In a recent case that should give pause to employers,  the Sixth Circuit Court of Appeals, in Linkletter v. Western & Southern Financial Group, Inc., No. 16-3265, 2017 U.S. App. LEXIS 5130 (6th Cir. Mar. 23, 2017), reversed the trial court’s dismissal and allowed a plaintiff’s suit to proceed whose job offer was rescinded when the potential employer discovered that two years prior to the job offer, she had signed a petition in support of a women’s shelter, with the which the company had had a lengthy property dispute. The ruling was based on the appeals court’s determination that the company may have retaliated against the plaintiff for her support of the shelter’s residents in violation of both the federal Fair Housing Act and the Ohio Civil Rights Act.

In 2012, Gayle Linkletter signed a petition in support of the Anna Louise Inn, a women’s shelter located near Western & Southern’s offices in the Lytle Park area of Cincinnati. At that time, the company was involved in an ongoing real estate dispute with the shelter over the shelter’s location in the neighborhood and the company’s alleged attempts to force the shelter to move. The shelter eventually sued the company under the federal Fair Housing Act and the dispute ended when Western & Southern agreed to purchase the property and removed the shelter from the neighborhood.

Linkletter had worked at Western & Southern from 1997 to 2006 when the employment relationship ended amicably. In May 2014, she applied for a job at the company and, after a series of interviews, was hired. In September 2014, just prior to her beginning work, a senior vice president in the company’s legal department contacted Linkletter and told her that the company was rescinding the employment offer because it discovered she had signed the petition, which Western & Southern stated was contrary to its position. After the job offer was rescinded, Linkletter sued the company, and the employee that had rescinded the job offer, for retaliation under the Fair Housing Act, particularly 42 U.S.C. § 3617, and the Ohio Civil Rights Act.

She claimed that the rescission of her contract was in retaliation to her supporting the housing rights of the shelter’s female residents in violation of § 3617 of the Fair Housing Act. That section states, in part: “it shall be unlawful to . . . interfere with any person . . . on account of his having aided or encouraged any other person in the exercise or enjoyment of, any right granted or protected by section 3603, 3604, 3605, or 3606 of this title.” (emphasis added). Specifically, she claimed that her petition-signing “encouraged” the residents of the women’s shelter in their rights granted by § 3604, involving discrimination in the rental or sale of housing. The district court dismissed the lawsuit for failure to state a claim because it determined, among other things, that she did not “aid or encourage” the shelter’s residents as contemplated by the statute and that the housing rights under § 3604 were not at issue. It also dismissed the claims under the Ohio Civil Rights Act for essentially the same reasons because the language of the Ohio act is virtually the same as the federal one. Linkletter appealed both rulings.

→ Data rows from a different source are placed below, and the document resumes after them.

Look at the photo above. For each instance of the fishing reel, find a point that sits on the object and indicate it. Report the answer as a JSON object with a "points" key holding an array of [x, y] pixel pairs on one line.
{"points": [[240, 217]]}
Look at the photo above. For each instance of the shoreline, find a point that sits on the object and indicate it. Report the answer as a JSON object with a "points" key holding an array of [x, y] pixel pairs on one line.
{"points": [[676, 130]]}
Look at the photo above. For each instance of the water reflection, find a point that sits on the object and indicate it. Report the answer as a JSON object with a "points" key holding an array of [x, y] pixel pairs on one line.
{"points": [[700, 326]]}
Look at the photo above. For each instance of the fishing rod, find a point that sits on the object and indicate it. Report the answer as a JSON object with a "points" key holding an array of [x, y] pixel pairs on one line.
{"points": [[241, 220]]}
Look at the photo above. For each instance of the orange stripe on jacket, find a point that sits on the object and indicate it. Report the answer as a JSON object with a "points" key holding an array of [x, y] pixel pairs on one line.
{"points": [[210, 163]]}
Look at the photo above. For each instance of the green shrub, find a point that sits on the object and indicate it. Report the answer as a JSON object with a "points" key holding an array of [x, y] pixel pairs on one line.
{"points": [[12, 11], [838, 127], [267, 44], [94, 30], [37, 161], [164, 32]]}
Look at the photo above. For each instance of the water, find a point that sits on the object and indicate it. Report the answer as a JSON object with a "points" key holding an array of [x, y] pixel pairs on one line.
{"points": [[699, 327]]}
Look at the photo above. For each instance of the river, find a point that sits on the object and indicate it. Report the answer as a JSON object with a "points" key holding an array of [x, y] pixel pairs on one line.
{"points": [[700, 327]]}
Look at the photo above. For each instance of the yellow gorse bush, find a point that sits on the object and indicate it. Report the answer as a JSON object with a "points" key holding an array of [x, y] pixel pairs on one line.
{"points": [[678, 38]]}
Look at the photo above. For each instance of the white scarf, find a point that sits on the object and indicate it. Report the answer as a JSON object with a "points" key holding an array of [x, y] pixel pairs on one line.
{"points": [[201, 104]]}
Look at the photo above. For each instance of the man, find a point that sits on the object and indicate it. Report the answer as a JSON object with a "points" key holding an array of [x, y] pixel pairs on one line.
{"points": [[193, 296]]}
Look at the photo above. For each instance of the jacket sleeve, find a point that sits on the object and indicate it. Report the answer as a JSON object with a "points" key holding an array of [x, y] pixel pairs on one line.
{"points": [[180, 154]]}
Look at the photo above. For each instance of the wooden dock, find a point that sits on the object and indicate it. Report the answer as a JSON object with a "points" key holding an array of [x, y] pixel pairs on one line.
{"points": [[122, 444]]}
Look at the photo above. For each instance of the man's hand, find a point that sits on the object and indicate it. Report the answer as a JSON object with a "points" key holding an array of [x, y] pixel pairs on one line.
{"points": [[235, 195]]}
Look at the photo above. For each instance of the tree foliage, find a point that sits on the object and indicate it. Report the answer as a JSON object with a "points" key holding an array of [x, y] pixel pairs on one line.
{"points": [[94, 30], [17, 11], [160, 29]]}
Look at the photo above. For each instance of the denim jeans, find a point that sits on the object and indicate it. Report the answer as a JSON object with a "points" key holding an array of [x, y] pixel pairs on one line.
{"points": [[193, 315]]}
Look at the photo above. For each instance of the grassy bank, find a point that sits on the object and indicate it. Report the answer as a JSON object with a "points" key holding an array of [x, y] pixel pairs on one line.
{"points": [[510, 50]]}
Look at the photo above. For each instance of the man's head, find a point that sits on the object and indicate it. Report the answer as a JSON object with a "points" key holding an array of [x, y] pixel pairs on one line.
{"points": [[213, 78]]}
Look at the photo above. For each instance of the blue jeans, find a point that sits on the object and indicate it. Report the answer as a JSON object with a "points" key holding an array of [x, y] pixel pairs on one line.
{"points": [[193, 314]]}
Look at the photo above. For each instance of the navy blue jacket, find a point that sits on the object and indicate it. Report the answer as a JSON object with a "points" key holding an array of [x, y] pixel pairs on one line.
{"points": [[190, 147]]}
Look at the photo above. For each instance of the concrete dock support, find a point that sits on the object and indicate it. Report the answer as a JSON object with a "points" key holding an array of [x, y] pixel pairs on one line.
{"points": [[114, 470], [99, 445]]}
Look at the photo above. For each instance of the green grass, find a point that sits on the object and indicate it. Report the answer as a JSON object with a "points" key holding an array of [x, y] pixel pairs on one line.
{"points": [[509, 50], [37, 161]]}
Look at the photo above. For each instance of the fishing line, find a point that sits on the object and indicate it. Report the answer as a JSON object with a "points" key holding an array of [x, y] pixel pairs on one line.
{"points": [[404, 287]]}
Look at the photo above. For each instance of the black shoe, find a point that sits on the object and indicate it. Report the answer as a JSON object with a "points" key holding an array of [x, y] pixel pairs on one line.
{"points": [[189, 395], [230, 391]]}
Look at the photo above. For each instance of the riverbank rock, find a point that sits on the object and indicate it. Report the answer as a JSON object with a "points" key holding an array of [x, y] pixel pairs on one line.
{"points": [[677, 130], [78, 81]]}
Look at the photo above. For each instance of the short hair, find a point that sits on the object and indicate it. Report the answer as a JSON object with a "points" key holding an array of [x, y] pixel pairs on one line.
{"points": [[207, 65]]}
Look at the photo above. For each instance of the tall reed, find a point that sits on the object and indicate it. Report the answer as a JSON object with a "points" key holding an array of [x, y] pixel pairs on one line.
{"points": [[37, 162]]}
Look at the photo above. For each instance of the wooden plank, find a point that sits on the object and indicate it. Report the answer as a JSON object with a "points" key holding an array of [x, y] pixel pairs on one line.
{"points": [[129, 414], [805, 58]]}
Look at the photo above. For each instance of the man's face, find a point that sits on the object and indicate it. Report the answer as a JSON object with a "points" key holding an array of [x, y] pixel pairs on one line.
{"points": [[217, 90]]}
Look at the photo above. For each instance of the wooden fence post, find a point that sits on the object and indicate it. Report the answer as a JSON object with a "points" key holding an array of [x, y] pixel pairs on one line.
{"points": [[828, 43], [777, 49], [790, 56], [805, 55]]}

The Sixth Circuit began its analysis by stating that because the statute is a remedial one, its terms should be interpreted broadly. It noted that prior rulings had held that the rescission of an employment “contract” can qualify as “interference” under the statute because it “hampers” an employment process. Even though there does not appear to be any allegation that Linkletter and Western & Southern had entered into an employment contract, the court nonetheless extended the concept to a job offer.

The court then turned its attention to the “aided or encouraged” prong of the Act. It stated that while Linkletter’s signing of the petition in itself may have seemed innocuous, taking into account the timing and the language of the petition, it was clear that it existed to encourage the women to remain in the shelter in opposition to Western & Southern’s alleged discrimination. As such, it determined that the “aided or encouraged” prong was satisfied.

Finally, the court had to analyze whether the required nexus between her actions and the rights protected by § 3604 was present. Western & Southern argued that even if it fired Linkletter for signing the petition, its motivation in the underlying lawsuit was economic, not discriminatory. While the court acknowledged that past Sixth Circuit cases required a showing of discriminatory animus for § 3617 claims, that requirement only forces the plaintiff to show “some evidence” of discriminatory effect or intent on the defendant’s part to survive summary judgment and that a plaintiff can show either direct proof of discriminatory animus or proof of disparate impact or effect. It noted that Western & Southern’s alleged actions only affected one class of people – women, and that the existence of other non-discriminatory motivations “does not protect the defendants from housing discrimination claims when their actions had a clear discriminatory effect.” Therefore, taking the allegations in the complaint in the light most favorable to Linkletter, it determined that a trial court could conclude that the company’s efforts interfered with housing rights under § 3604 and that Linkletter encouraged those same rights under § 3617 by signing the petition. As such, it reversed the trial court’s dismissal of the § 3617 claim. Because the court determined that the Ohio Civil Rights Act mirrored the language of the Fair Housing Act, it similarly reversed the lower court’s dismissal of that claim as well.